Wednesday, October 26, 2016

"The Idea of the University Has Carried a Weight in This Campaign Which It Doesn't Ordinarily Hold"

"The Clinton campaign has honed in on the aspiration that it represents, and the nostalgia, but also the way that a college degree can become, for ordinary people, a rebuke to racism, sexism, or inequality. From the stage at St. Anselm on Monday, the young Democratic nominee for governor of New Hampshire, Colin Van Ostern, spent much of his five minutes talking about the nonprofit he helps lead, which works with companies and universities to get employees to college on the cheap. The story he told is of a middle-aged woman whose husband once told her that she was 'not college material.' The woman went on to get a two-year associate's degree in her forties and was now working on a bachelor's.
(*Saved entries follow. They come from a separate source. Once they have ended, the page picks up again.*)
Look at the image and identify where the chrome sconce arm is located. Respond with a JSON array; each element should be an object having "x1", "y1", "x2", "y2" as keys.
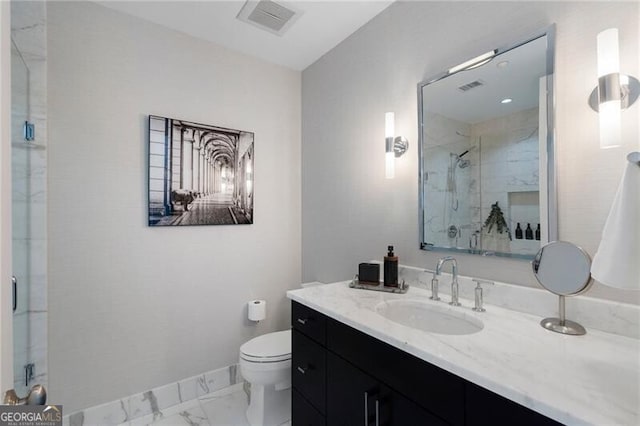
[
  {"x1": 384, "y1": 112, "x2": 409, "y2": 179},
  {"x1": 588, "y1": 73, "x2": 639, "y2": 112}
]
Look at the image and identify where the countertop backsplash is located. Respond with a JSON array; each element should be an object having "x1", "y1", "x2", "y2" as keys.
[{"x1": 365, "y1": 262, "x2": 640, "y2": 339}]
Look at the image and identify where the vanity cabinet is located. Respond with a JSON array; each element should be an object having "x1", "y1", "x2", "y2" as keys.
[
  {"x1": 327, "y1": 351, "x2": 445, "y2": 426},
  {"x1": 291, "y1": 301, "x2": 560, "y2": 426}
]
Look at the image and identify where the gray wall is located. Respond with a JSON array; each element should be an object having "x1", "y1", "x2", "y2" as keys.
[
  {"x1": 302, "y1": 1, "x2": 639, "y2": 304},
  {"x1": 48, "y1": 2, "x2": 300, "y2": 412}
]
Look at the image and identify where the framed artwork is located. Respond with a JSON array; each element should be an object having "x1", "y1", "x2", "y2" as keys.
[{"x1": 148, "y1": 115, "x2": 254, "y2": 226}]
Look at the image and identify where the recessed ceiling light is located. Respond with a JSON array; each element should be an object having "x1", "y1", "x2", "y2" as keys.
[
  {"x1": 497, "y1": 60, "x2": 510, "y2": 68},
  {"x1": 501, "y1": 98, "x2": 513, "y2": 104}
]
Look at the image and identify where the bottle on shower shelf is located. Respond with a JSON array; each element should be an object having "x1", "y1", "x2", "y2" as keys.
[
  {"x1": 525, "y1": 223, "x2": 534, "y2": 240},
  {"x1": 515, "y1": 223, "x2": 523, "y2": 240}
]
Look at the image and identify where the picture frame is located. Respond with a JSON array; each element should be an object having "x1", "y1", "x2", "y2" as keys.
[{"x1": 148, "y1": 115, "x2": 254, "y2": 226}]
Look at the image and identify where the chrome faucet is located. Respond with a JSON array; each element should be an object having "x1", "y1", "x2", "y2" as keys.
[{"x1": 435, "y1": 256, "x2": 460, "y2": 306}]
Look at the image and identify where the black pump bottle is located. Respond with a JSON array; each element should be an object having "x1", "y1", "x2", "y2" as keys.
[{"x1": 384, "y1": 246, "x2": 398, "y2": 287}]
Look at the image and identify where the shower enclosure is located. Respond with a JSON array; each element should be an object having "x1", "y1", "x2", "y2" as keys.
[{"x1": 10, "y1": 0, "x2": 48, "y2": 397}]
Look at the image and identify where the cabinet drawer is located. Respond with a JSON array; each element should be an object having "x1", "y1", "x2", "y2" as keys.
[
  {"x1": 327, "y1": 317, "x2": 464, "y2": 425},
  {"x1": 292, "y1": 301, "x2": 326, "y2": 345},
  {"x1": 292, "y1": 329, "x2": 326, "y2": 413},
  {"x1": 292, "y1": 389, "x2": 325, "y2": 426}
]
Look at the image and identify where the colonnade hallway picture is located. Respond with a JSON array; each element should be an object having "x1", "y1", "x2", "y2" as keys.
[{"x1": 148, "y1": 115, "x2": 254, "y2": 226}]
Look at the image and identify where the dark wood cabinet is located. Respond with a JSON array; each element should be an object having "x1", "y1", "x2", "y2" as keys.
[
  {"x1": 465, "y1": 382, "x2": 560, "y2": 426},
  {"x1": 292, "y1": 301, "x2": 326, "y2": 345},
  {"x1": 326, "y1": 351, "x2": 379, "y2": 426},
  {"x1": 292, "y1": 389, "x2": 325, "y2": 426},
  {"x1": 292, "y1": 330, "x2": 326, "y2": 414},
  {"x1": 327, "y1": 316, "x2": 464, "y2": 425},
  {"x1": 291, "y1": 301, "x2": 560, "y2": 426},
  {"x1": 327, "y1": 352, "x2": 445, "y2": 426}
]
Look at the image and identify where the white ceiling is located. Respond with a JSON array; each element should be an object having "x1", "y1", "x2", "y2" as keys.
[
  {"x1": 422, "y1": 36, "x2": 548, "y2": 124},
  {"x1": 97, "y1": 0, "x2": 394, "y2": 71}
]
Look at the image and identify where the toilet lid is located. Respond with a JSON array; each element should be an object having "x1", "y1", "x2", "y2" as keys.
[{"x1": 240, "y1": 329, "x2": 291, "y2": 363}]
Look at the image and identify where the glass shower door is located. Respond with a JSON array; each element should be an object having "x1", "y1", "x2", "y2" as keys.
[
  {"x1": 11, "y1": 37, "x2": 46, "y2": 397},
  {"x1": 11, "y1": 38, "x2": 30, "y2": 397}
]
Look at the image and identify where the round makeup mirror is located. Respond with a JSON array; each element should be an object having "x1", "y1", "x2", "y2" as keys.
[{"x1": 532, "y1": 241, "x2": 592, "y2": 335}]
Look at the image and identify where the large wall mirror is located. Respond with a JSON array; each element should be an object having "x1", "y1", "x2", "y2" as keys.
[{"x1": 418, "y1": 26, "x2": 557, "y2": 260}]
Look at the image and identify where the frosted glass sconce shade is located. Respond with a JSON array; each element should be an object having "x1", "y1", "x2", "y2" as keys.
[
  {"x1": 384, "y1": 112, "x2": 409, "y2": 179},
  {"x1": 589, "y1": 28, "x2": 639, "y2": 149}
]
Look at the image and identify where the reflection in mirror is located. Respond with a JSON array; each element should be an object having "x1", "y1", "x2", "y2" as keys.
[
  {"x1": 532, "y1": 241, "x2": 592, "y2": 296},
  {"x1": 419, "y1": 27, "x2": 556, "y2": 259}
]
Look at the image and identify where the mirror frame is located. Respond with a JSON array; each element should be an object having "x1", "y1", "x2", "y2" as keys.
[{"x1": 418, "y1": 25, "x2": 557, "y2": 259}]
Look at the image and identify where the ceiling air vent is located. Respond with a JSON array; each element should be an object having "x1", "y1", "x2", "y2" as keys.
[
  {"x1": 457, "y1": 80, "x2": 485, "y2": 92},
  {"x1": 237, "y1": 0, "x2": 302, "y2": 36}
]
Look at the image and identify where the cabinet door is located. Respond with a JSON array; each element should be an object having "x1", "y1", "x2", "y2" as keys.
[
  {"x1": 292, "y1": 389, "x2": 325, "y2": 426},
  {"x1": 327, "y1": 352, "x2": 381, "y2": 426},
  {"x1": 292, "y1": 329, "x2": 326, "y2": 413},
  {"x1": 328, "y1": 353, "x2": 447, "y2": 426},
  {"x1": 465, "y1": 382, "x2": 561, "y2": 426},
  {"x1": 327, "y1": 317, "x2": 464, "y2": 425},
  {"x1": 388, "y1": 386, "x2": 448, "y2": 426}
]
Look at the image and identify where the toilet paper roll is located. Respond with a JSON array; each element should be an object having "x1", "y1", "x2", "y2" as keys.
[{"x1": 248, "y1": 300, "x2": 266, "y2": 321}]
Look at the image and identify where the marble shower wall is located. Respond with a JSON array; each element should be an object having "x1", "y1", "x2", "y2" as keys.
[
  {"x1": 10, "y1": 0, "x2": 48, "y2": 395},
  {"x1": 423, "y1": 108, "x2": 539, "y2": 255},
  {"x1": 422, "y1": 112, "x2": 475, "y2": 248},
  {"x1": 471, "y1": 107, "x2": 540, "y2": 255}
]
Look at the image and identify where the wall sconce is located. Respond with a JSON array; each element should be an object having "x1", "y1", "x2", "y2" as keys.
[
  {"x1": 588, "y1": 28, "x2": 639, "y2": 149},
  {"x1": 384, "y1": 112, "x2": 409, "y2": 179}
]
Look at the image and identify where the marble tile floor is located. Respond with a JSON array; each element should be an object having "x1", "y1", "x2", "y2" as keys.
[{"x1": 118, "y1": 383, "x2": 291, "y2": 426}]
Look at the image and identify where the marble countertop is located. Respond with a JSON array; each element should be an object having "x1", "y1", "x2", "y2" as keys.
[{"x1": 287, "y1": 282, "x2": 639, "y2": 426}]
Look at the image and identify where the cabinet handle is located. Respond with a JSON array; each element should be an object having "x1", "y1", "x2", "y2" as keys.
[
  {"x1": 297, "y1": 318, "x2": 307, "y2": 325},
  {"x1": 375, "y1": 399, "x2": 380, "y2": 426},
  {"x1": 363, "y1": 392, "x2": 368, "y2": 426},
  {"x1": 296, "y1": 366, "x2": 306, "y2": 374}
]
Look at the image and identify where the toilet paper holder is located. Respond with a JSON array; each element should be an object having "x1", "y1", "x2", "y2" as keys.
[{"x1": 248, "y1": 299, "x2": 267, "y2": 322}]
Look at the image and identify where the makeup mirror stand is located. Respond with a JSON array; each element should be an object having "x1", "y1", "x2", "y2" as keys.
[
  {"x1": 532, "y1": 241, "x2": 592, "y2": 336},
  {"x1": 540, "y1": 295, "x2": 586, "y2": 336}
]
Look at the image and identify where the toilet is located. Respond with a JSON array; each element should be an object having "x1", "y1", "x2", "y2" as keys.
[
  {"x1": 239, "y1": 329, "x2": 291, "y2": 426},
  {"x1": 240, "y1": 283, "x2": 323, "y2": 425}
]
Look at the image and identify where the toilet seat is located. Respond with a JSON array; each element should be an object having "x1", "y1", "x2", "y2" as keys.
[{"x1": 240, "y1": 329, "x2": 291, "y2": 363}]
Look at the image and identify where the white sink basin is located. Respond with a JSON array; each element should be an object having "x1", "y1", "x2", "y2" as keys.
[{"x1": 375, "y1": 299, "x2": 484, "y2": 335}]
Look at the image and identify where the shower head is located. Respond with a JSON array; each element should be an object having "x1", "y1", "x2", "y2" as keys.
[
  {"x1": 451, "y1": 151, "x2": 471, "y2": 168},
  {"x1": 458, "y1": 159, "x2": 471, "y2": 168}
]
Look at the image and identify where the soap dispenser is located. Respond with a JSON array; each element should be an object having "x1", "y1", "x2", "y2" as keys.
[{"x1": 384, "y1": 245, "x2": 398, "y2": 287}]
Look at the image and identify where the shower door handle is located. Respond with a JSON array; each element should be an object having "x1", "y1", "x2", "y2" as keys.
[{"x1": 12, "y1": 276, "x2": 17, "y2": 312}]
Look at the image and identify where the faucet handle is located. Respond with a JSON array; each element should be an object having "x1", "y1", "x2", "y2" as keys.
[
  {"x1": 425, "y1": 269, "x2": 440, "y2": 301},
  {"x1": 472, "y1": 278, "x2": 495, "y2": 286},
  {"x1": 471, "y1": 278, "x2": 494, "y2": 312}
]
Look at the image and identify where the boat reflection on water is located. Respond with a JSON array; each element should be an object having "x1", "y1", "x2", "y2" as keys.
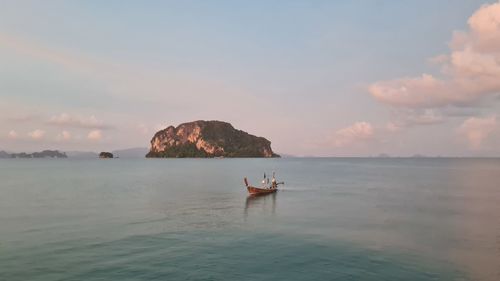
[{"x1": 244, "y1": 192, "x2": 277, "y2": 218}]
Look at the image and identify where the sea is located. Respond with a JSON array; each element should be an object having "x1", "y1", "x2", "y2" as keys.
[{"x1": 0, "y1": 158, "x2": 499, "y2": 281}]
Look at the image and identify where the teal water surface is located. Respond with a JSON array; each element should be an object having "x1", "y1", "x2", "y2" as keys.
[{"x1": 1, "y1": 158, "x2": 499, "y2": 280}]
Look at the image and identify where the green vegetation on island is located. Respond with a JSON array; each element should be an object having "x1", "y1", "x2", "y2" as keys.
[
  {"x1": 99, "y1": 152, "x2": 114, "y2": 158},
  {"x1": 146, "y1": 120, "x2": 279, "y2": 158},
  {"x1": 1, "y1": 150, "x2": 68, "y2": 158}
]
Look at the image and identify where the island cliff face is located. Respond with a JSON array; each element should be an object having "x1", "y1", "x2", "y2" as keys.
[{"x1": 146, "y1": 120, "x2": 279, "y2": 158}]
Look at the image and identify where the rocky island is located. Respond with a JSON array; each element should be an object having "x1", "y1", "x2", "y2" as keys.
[
  {"x1": 99, "y1": 152, "x2": 114, "y2": 159},
  {"x1": 146, "y1": 120, "x2": 279, "y2": 158}
]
In her stump speeches, Clinton acknowledges the need for more expansive technical education, but this has none of the thematic force of when she talks about the traditional liberal-arts system. The lurking question for Clinton, through the long span of the election, has been how to respond to the people who feel left out of the globalized market that the Clintons helped design, and whose frustrations fired both Sanders's movement and Trump's. More and more, it appears that the Democratic response is to swell the ranks of the educated—to identify the university as the essential American institution, and to bet on it."

Benjamin Wallace-Wells at The New Yorker writes that "[t]he Democratic understanding of the symbolic power of the university has sharpened in this election."